Holbrook raised an eyebrow, but otherwise didn’t respond. Her expression stayed neutrally blank.
“You never fake a smile. When you’re pissed, everyone knows it, but everyone else knows when you’re happy , too. Even when you try to hide it.”
Holbrook stared at her. “Seriously?”
Robin smiled, all teeth and all honesty. “Yeah! I hate having to deal with social cues or guessing what people are feeling, but I never have to do that with you. It makes you so easy to talk to.”
Robin was not gentle, but she tried to be. Holbrook noted this as the girl nervously held and fussed over her wounded arm. The gash was painful, but the sting and ache was the last thing on her mind. Robin was a mess of a human being, clearly in too many places at once, but she tried. With her fumbling fingers and ramblings and concern written across her face, she tried. It wasn’t gentle physically, but it was in Robin’s own way. Holbrook pressed her lips together and felt her own pulse in her neck. Robin was so focused on her well-being and
it made her feel sick.
It was sickening, being treated this clumsily and kindly. Robin always meant so well, and it was more than Nancy Holbrook had ever done for anyone.
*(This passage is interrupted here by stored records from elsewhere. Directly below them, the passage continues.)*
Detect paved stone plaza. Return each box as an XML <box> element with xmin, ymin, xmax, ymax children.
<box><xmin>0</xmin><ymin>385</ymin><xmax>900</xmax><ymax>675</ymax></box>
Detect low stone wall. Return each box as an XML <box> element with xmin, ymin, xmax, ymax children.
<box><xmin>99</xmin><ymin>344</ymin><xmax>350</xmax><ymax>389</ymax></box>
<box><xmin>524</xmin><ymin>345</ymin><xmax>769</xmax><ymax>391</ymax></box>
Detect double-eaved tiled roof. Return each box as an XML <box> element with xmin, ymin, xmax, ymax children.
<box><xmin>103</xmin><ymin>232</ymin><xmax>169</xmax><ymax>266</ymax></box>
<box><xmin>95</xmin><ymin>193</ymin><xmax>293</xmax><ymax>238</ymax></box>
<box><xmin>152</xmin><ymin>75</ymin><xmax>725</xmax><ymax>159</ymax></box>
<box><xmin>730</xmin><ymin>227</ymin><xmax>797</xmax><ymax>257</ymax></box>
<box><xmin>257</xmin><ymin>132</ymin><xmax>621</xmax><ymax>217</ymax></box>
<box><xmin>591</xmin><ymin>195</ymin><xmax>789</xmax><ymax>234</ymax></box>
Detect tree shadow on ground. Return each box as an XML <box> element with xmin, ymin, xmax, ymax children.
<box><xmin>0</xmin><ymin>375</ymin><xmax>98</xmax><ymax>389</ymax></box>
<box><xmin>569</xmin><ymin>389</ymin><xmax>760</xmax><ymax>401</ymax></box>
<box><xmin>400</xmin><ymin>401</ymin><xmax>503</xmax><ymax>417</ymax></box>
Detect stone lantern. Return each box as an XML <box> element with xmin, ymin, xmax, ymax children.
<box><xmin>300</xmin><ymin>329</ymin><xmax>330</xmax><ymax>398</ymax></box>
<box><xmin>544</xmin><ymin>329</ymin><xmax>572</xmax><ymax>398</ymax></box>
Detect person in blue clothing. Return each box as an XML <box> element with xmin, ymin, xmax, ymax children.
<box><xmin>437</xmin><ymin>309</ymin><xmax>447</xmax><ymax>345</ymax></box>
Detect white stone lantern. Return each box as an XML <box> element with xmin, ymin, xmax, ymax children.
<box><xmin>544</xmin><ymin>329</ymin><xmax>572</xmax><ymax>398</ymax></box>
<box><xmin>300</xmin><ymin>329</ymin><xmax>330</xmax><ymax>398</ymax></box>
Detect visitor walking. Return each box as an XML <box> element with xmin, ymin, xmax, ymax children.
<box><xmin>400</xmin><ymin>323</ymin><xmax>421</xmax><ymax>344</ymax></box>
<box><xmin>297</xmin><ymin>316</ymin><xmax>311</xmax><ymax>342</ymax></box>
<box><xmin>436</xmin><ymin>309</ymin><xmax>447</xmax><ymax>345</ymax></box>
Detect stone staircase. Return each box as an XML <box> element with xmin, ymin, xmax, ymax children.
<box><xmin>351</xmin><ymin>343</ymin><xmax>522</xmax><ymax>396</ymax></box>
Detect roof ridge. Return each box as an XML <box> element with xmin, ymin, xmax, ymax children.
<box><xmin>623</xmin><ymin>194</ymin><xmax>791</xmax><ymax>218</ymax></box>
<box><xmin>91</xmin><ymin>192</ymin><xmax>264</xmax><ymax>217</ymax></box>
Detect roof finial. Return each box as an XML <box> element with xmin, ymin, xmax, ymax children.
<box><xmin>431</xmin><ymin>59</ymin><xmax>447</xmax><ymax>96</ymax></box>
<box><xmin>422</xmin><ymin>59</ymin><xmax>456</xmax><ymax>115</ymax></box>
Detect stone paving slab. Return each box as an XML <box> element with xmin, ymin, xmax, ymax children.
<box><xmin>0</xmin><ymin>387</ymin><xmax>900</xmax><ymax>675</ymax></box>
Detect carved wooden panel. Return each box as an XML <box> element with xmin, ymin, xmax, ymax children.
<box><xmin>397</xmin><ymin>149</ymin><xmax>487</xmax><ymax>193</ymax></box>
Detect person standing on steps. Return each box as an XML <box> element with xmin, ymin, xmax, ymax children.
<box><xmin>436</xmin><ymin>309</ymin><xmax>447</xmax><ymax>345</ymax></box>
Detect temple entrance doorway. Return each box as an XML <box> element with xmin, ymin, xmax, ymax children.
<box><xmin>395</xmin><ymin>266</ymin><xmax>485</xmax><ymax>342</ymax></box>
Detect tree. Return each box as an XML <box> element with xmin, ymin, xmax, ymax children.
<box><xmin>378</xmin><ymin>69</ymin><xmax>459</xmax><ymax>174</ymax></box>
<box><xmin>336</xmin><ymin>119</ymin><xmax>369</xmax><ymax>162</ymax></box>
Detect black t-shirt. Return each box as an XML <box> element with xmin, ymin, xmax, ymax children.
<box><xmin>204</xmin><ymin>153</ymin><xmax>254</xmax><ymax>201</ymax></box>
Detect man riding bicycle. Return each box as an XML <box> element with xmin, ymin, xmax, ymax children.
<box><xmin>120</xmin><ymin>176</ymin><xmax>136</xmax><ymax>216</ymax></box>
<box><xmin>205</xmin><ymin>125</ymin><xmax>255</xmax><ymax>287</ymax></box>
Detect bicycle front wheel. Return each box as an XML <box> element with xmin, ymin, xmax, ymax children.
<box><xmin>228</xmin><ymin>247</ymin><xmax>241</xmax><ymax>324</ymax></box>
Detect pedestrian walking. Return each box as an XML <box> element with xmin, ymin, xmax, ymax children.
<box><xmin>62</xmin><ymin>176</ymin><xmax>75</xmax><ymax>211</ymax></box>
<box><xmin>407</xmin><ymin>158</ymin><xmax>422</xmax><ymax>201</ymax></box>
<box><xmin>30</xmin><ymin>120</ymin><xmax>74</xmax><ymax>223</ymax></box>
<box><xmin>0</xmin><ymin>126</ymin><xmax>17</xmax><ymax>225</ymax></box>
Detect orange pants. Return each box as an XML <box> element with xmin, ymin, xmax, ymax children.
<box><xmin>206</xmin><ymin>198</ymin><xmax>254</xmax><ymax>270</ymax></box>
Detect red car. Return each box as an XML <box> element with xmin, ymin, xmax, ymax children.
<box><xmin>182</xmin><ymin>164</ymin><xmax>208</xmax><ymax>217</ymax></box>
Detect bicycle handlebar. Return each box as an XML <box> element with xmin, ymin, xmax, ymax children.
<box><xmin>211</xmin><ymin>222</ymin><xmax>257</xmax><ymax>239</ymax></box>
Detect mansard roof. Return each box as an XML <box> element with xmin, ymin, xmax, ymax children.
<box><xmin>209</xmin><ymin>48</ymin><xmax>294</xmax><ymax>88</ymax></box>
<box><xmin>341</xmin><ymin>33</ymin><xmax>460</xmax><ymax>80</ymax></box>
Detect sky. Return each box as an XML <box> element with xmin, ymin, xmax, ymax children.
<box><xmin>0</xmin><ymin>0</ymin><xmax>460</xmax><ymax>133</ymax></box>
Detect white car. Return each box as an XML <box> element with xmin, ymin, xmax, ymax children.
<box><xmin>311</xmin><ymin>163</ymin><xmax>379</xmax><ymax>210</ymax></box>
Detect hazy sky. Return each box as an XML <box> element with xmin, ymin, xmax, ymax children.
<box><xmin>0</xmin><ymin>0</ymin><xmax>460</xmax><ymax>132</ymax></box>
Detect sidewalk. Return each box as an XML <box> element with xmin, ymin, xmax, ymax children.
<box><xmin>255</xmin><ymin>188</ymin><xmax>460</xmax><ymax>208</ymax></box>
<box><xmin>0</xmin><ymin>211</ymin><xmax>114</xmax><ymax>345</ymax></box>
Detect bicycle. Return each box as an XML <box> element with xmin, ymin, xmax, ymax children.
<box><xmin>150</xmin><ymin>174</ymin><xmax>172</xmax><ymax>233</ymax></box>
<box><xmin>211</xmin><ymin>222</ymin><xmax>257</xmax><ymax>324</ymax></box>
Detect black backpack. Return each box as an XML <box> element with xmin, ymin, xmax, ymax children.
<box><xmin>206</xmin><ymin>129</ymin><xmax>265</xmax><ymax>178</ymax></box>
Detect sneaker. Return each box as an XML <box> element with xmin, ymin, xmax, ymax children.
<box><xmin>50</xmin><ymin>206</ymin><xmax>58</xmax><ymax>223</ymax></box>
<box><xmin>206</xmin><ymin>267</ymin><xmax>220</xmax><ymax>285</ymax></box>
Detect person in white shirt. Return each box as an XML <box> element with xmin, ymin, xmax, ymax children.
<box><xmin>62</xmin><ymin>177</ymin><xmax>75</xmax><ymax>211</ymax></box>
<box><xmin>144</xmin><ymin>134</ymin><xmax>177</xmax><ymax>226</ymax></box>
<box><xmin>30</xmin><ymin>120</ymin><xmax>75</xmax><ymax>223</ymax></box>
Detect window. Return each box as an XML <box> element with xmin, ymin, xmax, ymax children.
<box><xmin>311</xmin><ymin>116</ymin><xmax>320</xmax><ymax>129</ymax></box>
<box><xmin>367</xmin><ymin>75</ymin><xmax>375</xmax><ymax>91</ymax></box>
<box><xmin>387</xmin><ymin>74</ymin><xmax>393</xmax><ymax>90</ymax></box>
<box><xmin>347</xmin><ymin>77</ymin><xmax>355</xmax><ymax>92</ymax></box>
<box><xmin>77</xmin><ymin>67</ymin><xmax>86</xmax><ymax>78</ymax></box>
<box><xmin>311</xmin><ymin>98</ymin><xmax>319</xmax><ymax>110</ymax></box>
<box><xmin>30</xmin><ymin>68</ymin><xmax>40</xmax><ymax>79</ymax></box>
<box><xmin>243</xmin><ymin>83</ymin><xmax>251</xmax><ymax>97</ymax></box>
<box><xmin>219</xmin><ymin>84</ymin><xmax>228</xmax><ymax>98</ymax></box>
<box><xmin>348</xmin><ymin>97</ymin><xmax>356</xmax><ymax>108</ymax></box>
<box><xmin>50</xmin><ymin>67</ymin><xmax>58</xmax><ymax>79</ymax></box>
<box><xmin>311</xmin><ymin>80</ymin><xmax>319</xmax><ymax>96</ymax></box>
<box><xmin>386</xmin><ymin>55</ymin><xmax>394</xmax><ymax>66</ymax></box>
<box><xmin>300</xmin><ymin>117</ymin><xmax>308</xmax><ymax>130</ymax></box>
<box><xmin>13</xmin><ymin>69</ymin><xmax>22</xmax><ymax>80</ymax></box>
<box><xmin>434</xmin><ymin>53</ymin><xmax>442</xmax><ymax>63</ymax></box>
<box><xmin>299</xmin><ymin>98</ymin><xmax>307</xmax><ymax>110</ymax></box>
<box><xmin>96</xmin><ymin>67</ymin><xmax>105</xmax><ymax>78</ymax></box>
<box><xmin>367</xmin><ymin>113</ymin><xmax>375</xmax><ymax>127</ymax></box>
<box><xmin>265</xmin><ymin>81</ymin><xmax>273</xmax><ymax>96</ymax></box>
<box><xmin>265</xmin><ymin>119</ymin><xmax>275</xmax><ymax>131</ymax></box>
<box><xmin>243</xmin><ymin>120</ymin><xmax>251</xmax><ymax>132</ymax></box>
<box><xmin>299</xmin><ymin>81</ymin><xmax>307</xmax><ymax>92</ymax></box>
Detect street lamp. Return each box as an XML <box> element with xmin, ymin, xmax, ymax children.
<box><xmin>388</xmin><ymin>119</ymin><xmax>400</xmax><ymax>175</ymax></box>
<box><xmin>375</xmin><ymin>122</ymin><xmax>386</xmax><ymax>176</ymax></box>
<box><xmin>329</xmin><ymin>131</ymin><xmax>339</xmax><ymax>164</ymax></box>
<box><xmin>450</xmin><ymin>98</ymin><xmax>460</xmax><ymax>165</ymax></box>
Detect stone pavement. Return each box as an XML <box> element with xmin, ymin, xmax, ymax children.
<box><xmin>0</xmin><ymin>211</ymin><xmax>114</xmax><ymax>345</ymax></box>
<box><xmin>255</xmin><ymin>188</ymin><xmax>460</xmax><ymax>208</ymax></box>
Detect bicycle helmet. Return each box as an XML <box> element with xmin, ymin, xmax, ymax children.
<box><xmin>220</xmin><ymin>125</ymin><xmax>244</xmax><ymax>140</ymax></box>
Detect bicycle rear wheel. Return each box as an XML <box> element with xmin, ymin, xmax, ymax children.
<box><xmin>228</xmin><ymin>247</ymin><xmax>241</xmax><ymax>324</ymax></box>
(except quentin, because it was always quentin; her and her tunnel vision, too violent towards everyone but him. she hadn’t made her own cage, but she added all the extra padlocks.)
Robin’s hands were rough. They looked used to work, wear and tear. They were hands that had punched and held weapons and worked job after job.
Holbrook knew her own hands were soft. Her right hand had a callus from holding pencils too tightly, a habit she’d never been able to break. Other than that, nothing. She worked a part-time job as a waitress once, before her world was set on fire. Dream demon terrorizing her or not, she’d been planning on quitting due to her hatred of customer service.
How privileged.
She didn’t deserve this kindness. It took all of Holbrook’s self control to not wrench her arm away, if only because she knew it would hurt Robin’s feelings. She had done nothing to deserve that.
Paradoxically, Holbrook wanted to hurt her. In some way, a specific way. Holbrook wanted Robin to realize that she was not a good person and was far too fucked up to have ever been. The life-or-death situation just exposed all of that. There were a lot of ways to hurt someone.
Regardless, she did nothing
Robin looked up at her from her position on the ground. She looked tired, incredibly so. They’re all tired though, aren’t they? Tired of rotating sleeping shifts and monsters in closets and so much more.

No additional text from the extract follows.